The artificial limb was often described as an enhancer of manliness–a visible symbol of heroic sacrifice in the national cause. Typically, a prosthetic limb was marketed not just as the ‘means of an inestimable blessing’ to its user, but as an ‘object of admiration’.

The idea of prosthetics as objects of desire and beauty in their own right flourished during the late eighteenth and early nineteenth centuries in Britain as the domestic market for artificial eyes and limbs developed. London at the end of the eighteenth century had a conspicuous population of amputees – the product of warfare in North America and continental Europe, disease, and possibly an over-willingness of hospital surgeons to amputate wounded or fractured limbs rather than attempting to cure them. In this period various specialist practitioners emerged who advertised prostheses in ways that emphasised their aesthetic as well as their functional superiority. A medical marketplace was emerging that reflected an increasing faith in technology not just to repair broken bodies, but also to improve them, to create the perfect form. Alongside advertisements for replacement arms and legs aimed marketed primarily at military or naval veterans - ‘a consolation to our brave, but unfortunate defenders’ as an advert of 1794 described them – were products aimed at improving the posture of young women. The London manufacturer Timothy Sheldrake, for example, advertised alongside artificial limbs and trusses for men steel stays and ‘ladies collars’ designed to improve the female form ‘at the time of Life that a fine shape is of the utmost consequence to the fair sex’.
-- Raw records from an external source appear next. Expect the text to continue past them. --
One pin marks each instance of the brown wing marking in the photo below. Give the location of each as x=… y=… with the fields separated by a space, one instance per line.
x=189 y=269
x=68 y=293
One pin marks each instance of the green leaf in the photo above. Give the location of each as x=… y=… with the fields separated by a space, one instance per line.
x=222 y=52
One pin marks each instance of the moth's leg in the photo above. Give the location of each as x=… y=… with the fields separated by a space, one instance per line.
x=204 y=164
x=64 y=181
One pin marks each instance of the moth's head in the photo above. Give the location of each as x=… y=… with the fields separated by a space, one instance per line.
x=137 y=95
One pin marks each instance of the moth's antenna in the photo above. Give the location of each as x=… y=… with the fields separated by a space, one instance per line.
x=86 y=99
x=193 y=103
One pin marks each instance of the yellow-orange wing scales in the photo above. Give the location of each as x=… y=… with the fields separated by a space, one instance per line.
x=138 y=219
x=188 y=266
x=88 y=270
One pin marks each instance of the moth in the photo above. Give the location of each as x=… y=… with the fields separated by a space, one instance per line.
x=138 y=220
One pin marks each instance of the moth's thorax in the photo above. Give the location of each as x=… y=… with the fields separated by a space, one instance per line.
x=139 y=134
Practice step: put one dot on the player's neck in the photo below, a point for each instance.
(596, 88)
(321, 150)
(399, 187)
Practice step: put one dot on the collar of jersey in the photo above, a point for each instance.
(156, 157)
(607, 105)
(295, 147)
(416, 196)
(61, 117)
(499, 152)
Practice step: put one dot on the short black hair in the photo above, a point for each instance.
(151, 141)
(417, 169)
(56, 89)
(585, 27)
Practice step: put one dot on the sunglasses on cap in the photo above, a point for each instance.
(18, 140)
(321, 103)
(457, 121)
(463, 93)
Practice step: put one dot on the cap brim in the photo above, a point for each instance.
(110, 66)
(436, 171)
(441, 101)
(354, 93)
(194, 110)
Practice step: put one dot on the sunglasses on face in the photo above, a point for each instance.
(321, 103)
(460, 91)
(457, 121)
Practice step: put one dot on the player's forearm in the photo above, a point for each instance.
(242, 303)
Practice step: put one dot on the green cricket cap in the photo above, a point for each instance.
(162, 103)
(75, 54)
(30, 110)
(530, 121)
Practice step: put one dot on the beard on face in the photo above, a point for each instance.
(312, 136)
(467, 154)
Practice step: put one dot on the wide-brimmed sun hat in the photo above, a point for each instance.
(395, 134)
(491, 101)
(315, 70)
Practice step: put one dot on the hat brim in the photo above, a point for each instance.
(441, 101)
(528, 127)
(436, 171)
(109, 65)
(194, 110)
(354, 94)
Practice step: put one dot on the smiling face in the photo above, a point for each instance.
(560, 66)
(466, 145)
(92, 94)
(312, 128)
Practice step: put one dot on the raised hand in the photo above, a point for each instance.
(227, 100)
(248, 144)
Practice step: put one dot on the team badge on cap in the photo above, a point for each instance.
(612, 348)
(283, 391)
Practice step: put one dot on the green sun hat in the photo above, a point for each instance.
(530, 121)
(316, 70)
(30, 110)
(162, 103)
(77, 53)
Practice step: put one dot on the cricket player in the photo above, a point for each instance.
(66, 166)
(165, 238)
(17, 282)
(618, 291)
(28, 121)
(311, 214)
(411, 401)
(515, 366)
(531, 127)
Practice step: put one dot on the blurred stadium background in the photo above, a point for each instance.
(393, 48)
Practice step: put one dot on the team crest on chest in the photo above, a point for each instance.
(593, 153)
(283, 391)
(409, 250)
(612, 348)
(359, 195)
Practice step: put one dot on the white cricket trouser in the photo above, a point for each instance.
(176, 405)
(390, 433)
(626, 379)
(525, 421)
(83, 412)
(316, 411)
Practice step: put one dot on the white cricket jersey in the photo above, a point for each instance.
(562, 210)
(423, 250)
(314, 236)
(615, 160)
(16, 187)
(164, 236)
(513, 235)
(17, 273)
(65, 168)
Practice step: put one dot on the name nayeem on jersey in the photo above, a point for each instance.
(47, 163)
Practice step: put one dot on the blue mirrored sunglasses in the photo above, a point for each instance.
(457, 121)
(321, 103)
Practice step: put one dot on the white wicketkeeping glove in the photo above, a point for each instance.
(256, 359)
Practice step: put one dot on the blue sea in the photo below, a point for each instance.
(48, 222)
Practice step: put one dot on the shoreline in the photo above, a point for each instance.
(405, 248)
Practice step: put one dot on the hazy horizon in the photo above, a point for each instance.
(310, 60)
Advertisements for prosthetic limbs that flourished in the press during the prolonged period of warfare with France (1793-1815) emphasised their superior functionality, life-like designs and qualities that enhanced the status of their wearers. The artificial limb was often described as an enhancer of manliness–a visible symbol of heroic sacrifice in the national cause. Typically, a prosthetic limb was marketed not just as the ‘means of an inestimable blessing’ to its user, but as an ‘object of admiration’. In the 1790s the Edinburgh artisan Gavin Wilson pioneered the production of arms and hands from ‘firm, hardened leather’, covered with ‘white lambskin, so tinged as very nearly to resemble the human skin’. Wilson’s inventions were concerned with sensation as well as usefulness and shape, making palms and fingers from chamois leather and ‘baked hair’ to give them a softness of touch. Though Wilson was concerned about the efficacy of his inventions and their ease for the user (choosing materials that would be both durable and light), his work seems to have gone beyond merely substituting missing parts to refashioning the body to meet otherwise unattainable standards of perfection. The white lambskin, for instance, reflected an eighteenth-century pallid ideal that reflected ideas of social as well as racial superiority. Artificial limb makers were sometimes likened to fashionable hairdressers and wigmakers (perhaps reflecting the origins of both in barber-surgery), recasting the body in fantastic and fashionable forms, using artificial means to supplement natural deficiencies.

The association between prosthesis and fashion therefore is nothing new. The re-modelling of prosthetics as desirable is not simply a product of the postmodern challenges to the body beautiful found in the work of recent artists and designers, it was central to the marketing of prosthetics as they begun to evolve in terms of technological sophistication during the eighteenth century. In this period, manufacturers appealed to wearers of artificial limbs – or at least those with the financial capabilities to purchase their high-end wares - not simply as medicalised patients, but as consumers capable of making informed choices about products on the basis of their appearance as well as their functionality, on how they would enhance the body rather than just repair it.